Lt. Johnny Mercil, a veteran of the Minneapolis Police Department and a use-of-force instructor, also said that vocal bystanders could raise alarm with officers. And Sgt. Ker Yang, a crisis intervention coordinator with the department, said that officers sometimes have to juggle several factors, such as a suspect’s well-being and the volatility of an angry crowd nearby, when making an arrest.

Though the defense may have made headway with these arguments, other testimony could have aided the prosecution. Lieutenant Mercil testified that Mr. Chauvin’s position, with his knee on Mr. Floyd, was not consistent with the Minneapolis Police Department’s training on use of force. He also said officers should “use the lowest level of force possible” when controlling a subject.

On Day 7 of the trial of Derek Chauvin, the former police officer accused of murder in the death of George Floyd, people gathered outside the courthouse and in front of Cup Foods.

A patron of a laundromat near Cup Foods watching the Derek Chauvin trial on Monday.
Credit…Joshua Rashaad McFadden for The New York Times

Viewer interest in television coverage of the trial of Derek Chauvin has been high, according to ratings data from Nielsen.

Several cable channels, including CNN and MSNBC, have broadcast large portions of the trial live, and one cable network, HLN, has shown it in its entirety since the proceedings started on March 29. For several days last week, CNN’s highest ratings came in the afternoon, during witness testimony, rather than during its prime-time hours.

Mr. Chauvin, the former Minneapolis police officer accused of killing George Floyd last year, faces charges of manslaughter, second-degree murder and third-degree murder.

On Thursday, roughly 3.7 million viewers were watching trial coverage on the three channels during the afternoon testimony of former Sgt. David Pleoger, who supervised Mr. Chauvin and testified that he should have “ended” his restraint after Mr. Floyd became unresponsive. That audience was larger than the number of people tuning into any other cable program that day. “The Rachel Maddow Show,” the most watched cable show on Thursday, drew three million viewers.

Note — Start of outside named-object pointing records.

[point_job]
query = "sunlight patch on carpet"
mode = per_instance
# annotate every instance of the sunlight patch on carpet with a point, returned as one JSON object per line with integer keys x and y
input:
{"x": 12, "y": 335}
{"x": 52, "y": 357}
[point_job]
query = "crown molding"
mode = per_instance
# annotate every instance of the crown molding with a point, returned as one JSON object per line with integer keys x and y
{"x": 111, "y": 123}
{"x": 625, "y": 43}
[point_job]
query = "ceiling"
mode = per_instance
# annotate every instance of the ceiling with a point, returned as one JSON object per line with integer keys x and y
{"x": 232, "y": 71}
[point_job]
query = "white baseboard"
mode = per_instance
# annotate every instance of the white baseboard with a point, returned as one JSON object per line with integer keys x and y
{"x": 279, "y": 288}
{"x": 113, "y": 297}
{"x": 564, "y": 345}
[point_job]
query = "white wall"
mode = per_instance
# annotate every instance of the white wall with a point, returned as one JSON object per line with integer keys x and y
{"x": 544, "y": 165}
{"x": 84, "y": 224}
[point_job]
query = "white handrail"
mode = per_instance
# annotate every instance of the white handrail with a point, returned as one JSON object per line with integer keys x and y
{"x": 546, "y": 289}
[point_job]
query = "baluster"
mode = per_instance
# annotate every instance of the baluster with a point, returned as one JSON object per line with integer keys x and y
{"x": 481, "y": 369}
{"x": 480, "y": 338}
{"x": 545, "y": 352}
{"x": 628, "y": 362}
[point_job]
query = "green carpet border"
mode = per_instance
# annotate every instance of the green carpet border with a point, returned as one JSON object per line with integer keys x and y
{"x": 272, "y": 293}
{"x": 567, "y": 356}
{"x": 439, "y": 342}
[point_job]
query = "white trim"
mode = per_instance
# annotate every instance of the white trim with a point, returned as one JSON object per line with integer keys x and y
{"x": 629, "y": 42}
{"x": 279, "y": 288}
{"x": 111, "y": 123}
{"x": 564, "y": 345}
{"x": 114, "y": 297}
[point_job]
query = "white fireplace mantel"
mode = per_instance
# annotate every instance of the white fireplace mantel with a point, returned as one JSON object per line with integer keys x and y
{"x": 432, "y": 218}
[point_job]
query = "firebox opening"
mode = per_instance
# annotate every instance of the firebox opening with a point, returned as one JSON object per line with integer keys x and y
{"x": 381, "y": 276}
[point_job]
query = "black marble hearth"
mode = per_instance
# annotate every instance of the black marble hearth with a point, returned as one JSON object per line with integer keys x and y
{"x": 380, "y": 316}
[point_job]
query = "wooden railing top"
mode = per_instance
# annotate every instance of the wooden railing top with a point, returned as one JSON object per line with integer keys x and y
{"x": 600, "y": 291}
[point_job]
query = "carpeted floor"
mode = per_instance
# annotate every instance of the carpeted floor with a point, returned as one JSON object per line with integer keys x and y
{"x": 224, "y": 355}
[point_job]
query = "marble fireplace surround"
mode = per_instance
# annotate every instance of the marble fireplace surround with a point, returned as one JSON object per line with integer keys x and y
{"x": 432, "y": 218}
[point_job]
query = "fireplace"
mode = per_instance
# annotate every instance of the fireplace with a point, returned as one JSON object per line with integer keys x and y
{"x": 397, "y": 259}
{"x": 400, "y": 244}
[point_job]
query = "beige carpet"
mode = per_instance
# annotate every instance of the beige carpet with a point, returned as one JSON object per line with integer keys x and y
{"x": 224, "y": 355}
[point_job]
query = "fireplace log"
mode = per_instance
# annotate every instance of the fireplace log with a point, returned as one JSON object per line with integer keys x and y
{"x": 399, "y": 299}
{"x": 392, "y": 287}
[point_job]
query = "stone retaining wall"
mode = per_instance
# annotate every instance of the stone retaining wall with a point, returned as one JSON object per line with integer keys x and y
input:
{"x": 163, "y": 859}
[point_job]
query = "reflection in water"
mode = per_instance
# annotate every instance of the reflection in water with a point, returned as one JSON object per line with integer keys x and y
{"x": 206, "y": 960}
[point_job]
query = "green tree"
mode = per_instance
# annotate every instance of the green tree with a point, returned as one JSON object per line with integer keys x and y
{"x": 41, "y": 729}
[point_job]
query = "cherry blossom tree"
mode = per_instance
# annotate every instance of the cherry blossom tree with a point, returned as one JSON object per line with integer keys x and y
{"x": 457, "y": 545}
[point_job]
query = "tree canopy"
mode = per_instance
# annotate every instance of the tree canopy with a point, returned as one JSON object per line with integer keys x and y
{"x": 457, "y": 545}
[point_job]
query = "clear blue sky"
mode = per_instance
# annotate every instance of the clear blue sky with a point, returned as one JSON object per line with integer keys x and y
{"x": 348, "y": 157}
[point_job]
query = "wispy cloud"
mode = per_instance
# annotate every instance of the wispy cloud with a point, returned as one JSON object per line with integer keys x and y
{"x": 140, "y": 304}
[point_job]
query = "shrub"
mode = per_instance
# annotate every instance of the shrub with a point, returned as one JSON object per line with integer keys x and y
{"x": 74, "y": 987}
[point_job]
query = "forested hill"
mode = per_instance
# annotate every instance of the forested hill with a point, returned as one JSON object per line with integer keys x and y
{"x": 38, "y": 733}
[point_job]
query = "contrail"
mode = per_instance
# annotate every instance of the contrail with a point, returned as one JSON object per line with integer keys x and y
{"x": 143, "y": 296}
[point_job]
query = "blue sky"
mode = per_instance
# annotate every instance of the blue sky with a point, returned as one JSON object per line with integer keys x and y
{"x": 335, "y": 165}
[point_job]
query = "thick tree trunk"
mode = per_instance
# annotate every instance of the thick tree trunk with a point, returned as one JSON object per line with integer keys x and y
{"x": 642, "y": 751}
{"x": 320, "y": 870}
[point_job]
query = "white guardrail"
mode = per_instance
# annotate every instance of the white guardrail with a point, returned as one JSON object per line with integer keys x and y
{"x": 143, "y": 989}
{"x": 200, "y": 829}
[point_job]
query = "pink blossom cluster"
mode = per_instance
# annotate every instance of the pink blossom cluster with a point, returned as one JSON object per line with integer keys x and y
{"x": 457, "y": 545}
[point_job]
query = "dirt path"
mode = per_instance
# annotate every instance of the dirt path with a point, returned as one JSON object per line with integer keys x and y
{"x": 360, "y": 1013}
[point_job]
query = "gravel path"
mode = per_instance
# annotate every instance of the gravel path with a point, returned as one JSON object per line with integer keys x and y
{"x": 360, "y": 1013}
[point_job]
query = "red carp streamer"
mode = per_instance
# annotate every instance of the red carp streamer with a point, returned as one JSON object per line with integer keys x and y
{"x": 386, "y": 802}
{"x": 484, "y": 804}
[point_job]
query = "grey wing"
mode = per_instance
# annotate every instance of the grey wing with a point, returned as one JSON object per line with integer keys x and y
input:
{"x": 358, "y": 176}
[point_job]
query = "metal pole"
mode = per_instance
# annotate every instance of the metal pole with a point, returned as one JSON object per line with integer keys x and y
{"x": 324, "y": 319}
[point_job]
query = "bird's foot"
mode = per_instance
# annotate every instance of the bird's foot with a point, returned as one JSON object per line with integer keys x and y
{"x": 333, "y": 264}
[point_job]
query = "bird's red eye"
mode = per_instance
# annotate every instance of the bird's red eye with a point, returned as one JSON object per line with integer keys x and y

On Monday, the trial continued to attract a large viewing audience. CNN’s 3 p.m. hour, which featured testimony from Medaria Arradondo, the Minneapolis police chief, averaged 1.4 million viewers, the network’s highest total for the day, including its prime-time hours. HLN had an average of 470,000 viewers between 3 and 4 p.m. on Monday, also its most-viewed hour of the day.

The Nielsen figures do not reflect people who watched the trial on separate streaming outlets or on digital devices. Court TV is also broadcasting and streaming live trial coverage in its entirety. Fox News, the most-watched cable news network, has not been carrying the trial live since it broadcast the trial’s opening hours on March 29.

HLN, a channel formerly known as CNN2 and CNN Headline News that is owned by CNN’s parent company, AT&T’s WarnerMedia, had its highest daytime ratings since 2013, when it covered the trial of George Zimmerman, a neighborhood watch volunteer who fatally shot Trayvon Martin, an unarmed Black teenager, according to Nielsen. HLN’s audience figures only continued to spike as the week went on.

“The numbers show that there is a high level of interest,” said Ken Jautz, an executive vice president of CNN, who oversees HLN, in an interview.

“This trial raises so many prominent and searing societal issues,” he continued. “Issues of policing practices, and how law enforcement treats people of color.”

On MSNBC, viewership figures for the morning portion of the trial went up throughout its first week. On March 29, 929,000 viewers watched the trial as it began just after 10:30 Eastern time. By Friday, the fifth day, MSNBC viewership figures for the morning portion had risen to 1.2 million viewers, according to Nielsen.

The figures are nothing close to interest to the 1995 O.J. Simpson trial. Roughly 50 million people watched the trial’s conclusion from their homes, a figure that may have been three times that size if the number of people watching it at work, at school or in airports or restaurants had been factored in.

The Chauvin trial is expected to last several weeks, and the three cable news networks are likely to continue broadcasting significant portions of it.